For many of us, asking for help can is one of the hardest things to do. Even if we are one of those folks who are always there for others in need, for some reason, we can’t translate that understanding to ourselves when we are in need. We may not want to admit it, but shame and ego are the biggest culprits behind all of this. They are the barrier to asking for health, abundance, growth, success, and love. It’s only when we can recognize that asking for help is an act of bravery and badassery that we can fully access our full potential.
What Does It Mean To Ask For Help?
Asking for help means that you’re willing to evolve and expedite your process for growth. It means that you are human with real feelings and real needs. And you are willing to honor and respect those feelings and needs. Asking for help means that you are strong, brave, you are a leader, and lead by example. You are willing to let people support you, which means you are ready to allow the love in. You understand that we are not alone, and there is something bigger than me and my ego. Once we can put our ego aside, we can then think of ourselves as a channel or a conduit connected to something that is so much bigger.
Signs That We Need To Ask For Help
- You feel like you are suffering in silence
- You struggle with anxiety, depression, or weight loss.
- You feel stuck, lost, and stressed the fuck out.
- You’re spread too thin and never feel like you have enough time in the day.
- You feel emotionally up and down and fragile.
- You often feel misunderstood, frustrated, and feeling like a victim.

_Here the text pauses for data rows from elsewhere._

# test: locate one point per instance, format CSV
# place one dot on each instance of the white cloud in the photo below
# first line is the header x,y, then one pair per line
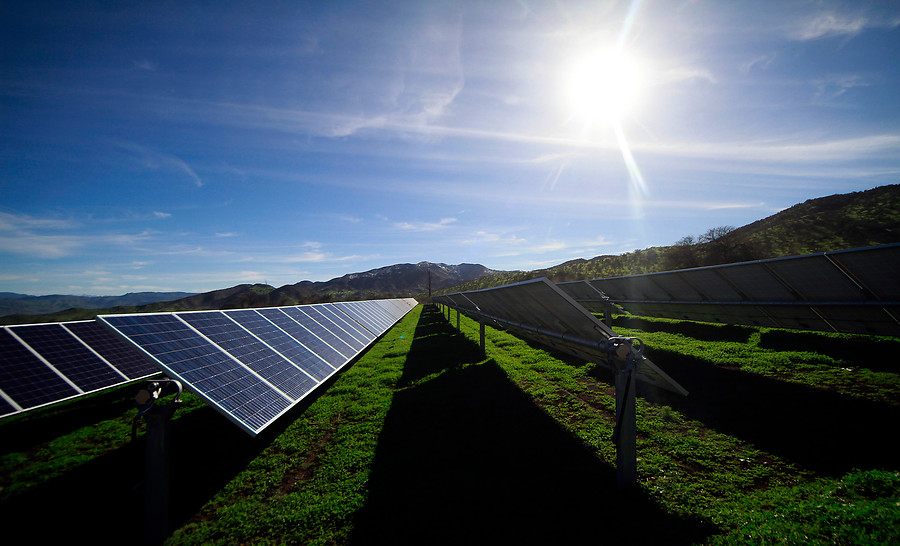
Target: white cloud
x,y
425,226
156,160
829,24
835,85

One of the more common signs is that you blame others for expectations that were never communicated to them. People cannot read minds, and it’s YOUR responsibility to let them know, “hey, I could really use some help with this” or “I really need some support right now”. So if you do catch yourself casting blame at others for your unvoiced expectations, it may indicate that you are actually not asking or making those requests. Remember, you don’t get what you don’t ask for.
All Successful People Get Help
Realizing and admitting that you need help means that you are self-aware, self-empowered, and have high self-love. The most successful people have support in every area of their lives. I used to think that I was really extra. Every week I would see my therapist, my acupuncturist, and my yoga therapist. I had so many people supporting me all the time. But I never thought it was because I was a hot mess. I thought it was because I was fucking worth it. Why wouldn’t I get myself that help? I’m a badass bitch, and I’m trying to glow, and I know that i’m gonna grow faster if I get taken care of. Don’t be afraid to take care of yourself and understand that the most successful people have help in every area of their lives.
We all need support
We all need support, yes, all of us. We are not meant to our lives in isolation. I can say that the one thing that has always helped pull me out of all of my lowest points in life was my support system. This is my community, It was my therapist and my coaches, friendships, my partner, and mentors. It was my support system that got me to where I am today. If I didn’t do that, I would still be isolated.
We also need to be able to ask for help to preserve our physical and mental health. Often, we wait until we’re in shambles to get help, and that’s ok; better to start somewhere than nowhere. At the same time, we must stay ahead of it. We should always be in preventative preservation mode, so you’re not falling apart and having to pick yourself up.
Why We Resist Getting Help
What’s the reason why so many people resist asking for help? Honestly, it almost always comes down to fear and shame. I’m mean, there may be more to it, but that’s more than likely the root of the issue. Often, we’re afraid to ask for help because we shame ourselves about what it might mean about us, that I’m weak, I’m incompetent, or broken. It will be different for all of us, but we need to realize that we are the only ones thinking that way. So get out of your own way, ask for the help you need, and experience how much your life can expand when you’re not going at it all alone.